There an export entry with the "refer" option can result in:

[   88.414272] kernel BUG at fs/nfsd/nfs4xdr.c:2249!
[   88.414828] invalid opcode: 0000 [#1] SMP
[   88.415368] Modules linked in: rpcsec_gss_krb5 nfsv4 dns_resolver nfs fscache nfsd xfs libcrc32c iscsi_tcp libiscsi_tcp libiscsi scsi_transport_iscsi iosf_mbi ppdev btrfs coretemp crct10dif_pclmul crc32_pclmul crc32c_intel xor ghash_clmulni_intel raid6_pq vmw_balloon parport_pc parport i2c_piix4 shpchp vmw_vmci acpi_cpufreq auth_rpcgss nfs_acl lockd grace sunrpc vmwgfx drm_kms_helper ttm drm mptspi mptscsih serio_raw mptbase e1000 scsi_transport_spi ata_generic pata_acpi [last unloaded: nfsd]
[   88.417827] CPU: 0 PID: 2116 Comm: nfsd Not tainted 4.0.7-300.fc22.x86_64 #1
[   88.418448] Hardware name: VMware, Inc.
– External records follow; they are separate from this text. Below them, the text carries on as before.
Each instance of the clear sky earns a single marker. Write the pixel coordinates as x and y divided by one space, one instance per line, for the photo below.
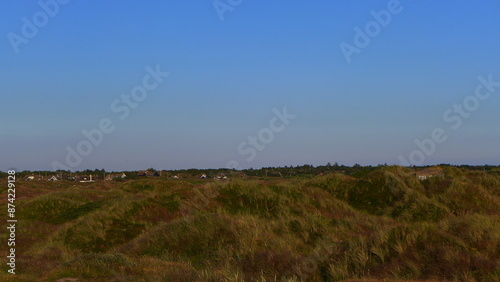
228 71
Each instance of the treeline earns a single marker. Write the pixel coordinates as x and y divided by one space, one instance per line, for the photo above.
356 170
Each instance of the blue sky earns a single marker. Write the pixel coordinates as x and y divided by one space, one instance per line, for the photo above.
226 77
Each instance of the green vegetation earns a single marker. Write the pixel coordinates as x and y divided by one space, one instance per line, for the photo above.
378 223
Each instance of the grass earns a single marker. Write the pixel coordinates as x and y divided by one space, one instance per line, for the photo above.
385 224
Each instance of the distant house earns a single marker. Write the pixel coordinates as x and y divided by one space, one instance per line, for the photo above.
220 176
113 176
148 173
53 178
85 178
429 172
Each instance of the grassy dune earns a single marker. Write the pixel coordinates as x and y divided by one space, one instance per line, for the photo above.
383 225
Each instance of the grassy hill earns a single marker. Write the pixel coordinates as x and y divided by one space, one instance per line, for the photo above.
383 225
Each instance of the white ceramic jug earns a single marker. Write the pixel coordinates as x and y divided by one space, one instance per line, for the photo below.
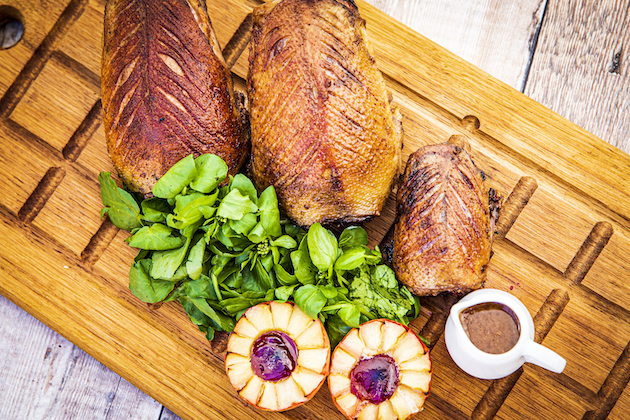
494 366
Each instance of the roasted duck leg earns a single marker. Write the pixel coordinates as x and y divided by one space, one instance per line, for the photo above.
166 90
323 132
444 229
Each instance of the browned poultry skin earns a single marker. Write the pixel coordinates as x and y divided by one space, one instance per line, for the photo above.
443 234
166 90
323 133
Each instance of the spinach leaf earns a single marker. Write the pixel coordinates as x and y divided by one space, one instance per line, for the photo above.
120 206
234 206
269 212
322 246
176 178
353 236
283 276
283 293
155 210
194 264
144 287
245 186
303 267
285 241
165 263
351 259
211 171
310 300
350 315
156 237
VMware Virtual Platform/440BX Desktop Reference Platform, BIOS 6.00 05/20/2014
[   88.419093] task: ffff880079146d50 ti: ffff8800785d8000 task.ti: ffff8800785d8000
[   88.419729] RIP: 0010:[<ffffffffa04b3c10>]  [<ffffffffa04b3c10>] nfsd4_encode_fattr+0x820/0x1f00 [nfsd]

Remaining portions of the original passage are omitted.